Certes, la vocation du service militaire n'est pas de compenser les défaillances du système éducatif. On ne peut néanmoins nier que l'immersion temporaire des jeunes dans w, système collectif de formation et, pour certains d'entre eux, d'exercice de responsabilités, soit porteuse d'opportunités et contribue à la préparation à la vie professionnelle. On comprend donc qu'en période de crise économique la tentation soit forte de se retourner aussi vers le service militaire pour y trouver des instruments de lutte contre le chômage. Monsieur le ministre, dans quelle mesure cette dimension est-elle aujourd'hui prise en compte ? Plus précisément, le projet de loi de finances pour 1996 comporte-t-il des mesures concrètes destinées à faciliter l'insertion des jeunes dans la vie professionnelle au terme de leur service militaire ?
R. : Monsieur le député, cette question est essentielle. Le service national va-t-il marquer une rupture dans la vie des jeunes gens ou va-t-il au contraire leur permettre de passer du stade d'élève, d'étudiant ou d'apprenti à l'immersion dans la vie active ? Depuis un certain nombre d'années, les responsables de la défense se sont interrogés et des dispositifs ont été mis en place pour que le service national ne soit pas une rupture, mais pour qu'il permette au contraire le passage de la vie scolaire, étudiante ou d'apprenti à la vie active. Dans le budget de 1996, on trouve à cet égard une confirmation puisque sept nouvelles cellules emplois seront destinées à faciliter l'embauche en fin de service militaire, que 2 000 nouveaux contrats de volontaires pour le service long assortis d'une clause de pré-qualification ou de spécialisation professionnelles seront financés et que, enfin, les actions de formation professionnelle seront renforcées. Je suis personnellement convaincu qu'il faudra intégrer davantage la formation professionnelle dans le service militaire et étudier la manière dont l'ouverture sur la vie active peut être facilitée, les jeunes pouvant alors utiliser le service militaire comme première expérience professionnelle.

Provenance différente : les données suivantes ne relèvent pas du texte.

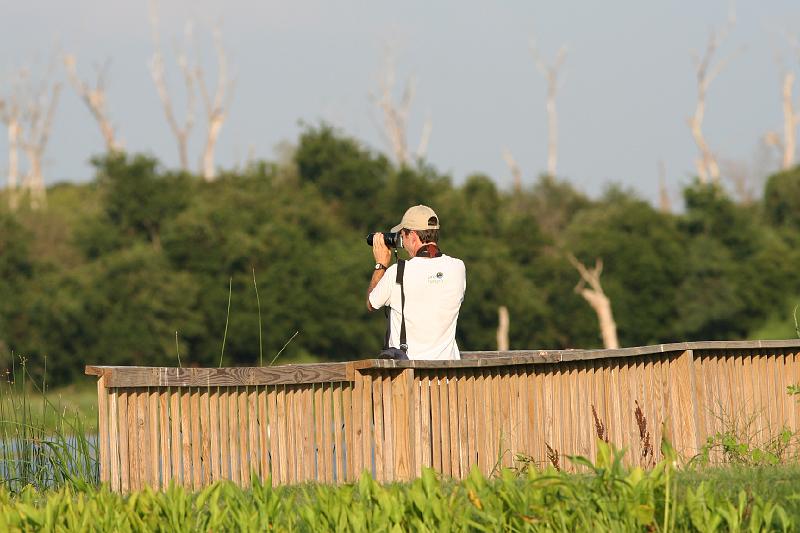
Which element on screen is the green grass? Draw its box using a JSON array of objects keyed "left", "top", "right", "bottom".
[
  {"left": 12, "top": 383, "right": 98, "bottom": 435},
  {"left": 0, "top": 453, "right": 798, "bottom": 531},
  {"left": 677, "top": 464, "right": 800, "bottom": 505},
  {"left": 1, "top": 373, "right": 799, "bottom": 531}
]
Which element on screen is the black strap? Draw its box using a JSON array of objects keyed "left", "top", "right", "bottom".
[
  {"left": 382, "top": 259, "right": 407, "bottom": 353},
  {"left": 397, "top": 260, "right": 407, "bottom": 352}
]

Engagements extérieurs de la France
Q. : (M. Laurent Dominati) : Vous avez évoqué dans votre intervention générale les opérations extérieures et leurs coûts. Je vous avoue qu'il m'est arrivé, comme à beaucoup de nos concitoyens, de douter de l'utilité de certaines d'entre elles. Par exemple, nous sommes engagés en Bosnie depuis l'été 1992. Nous y avons aujourd'hui 8 000 hommes. S'il m'est arrivé de douter, il m'est aussi arrivé de reprendre espoir, comme au mois de mai dernier, puisque, sous l'impulsion du Président de la République, vous avez su réagir rapidement en opérant un regroupement de nos forces, en convainquant nos alliés britanniques et en déclenchant ainsi un sursaut de la part des États européens puis de la part des Américains, qui fait naître enfin un mince espoir de paix en Bosnie. C'est précisément un changement remarquable qu'il faut donc saluer. On a enfin une raison de se dire que le coût de cet engagement extérieur peut être supporté par la nation puisqu'elle peut être fière d'un engagement de la France au service de la paix. Mais il n'en demeure pas moins que ces opérations ont un coût et, après les avoir saluées, if faut allier un certain réalisme à l'ambition.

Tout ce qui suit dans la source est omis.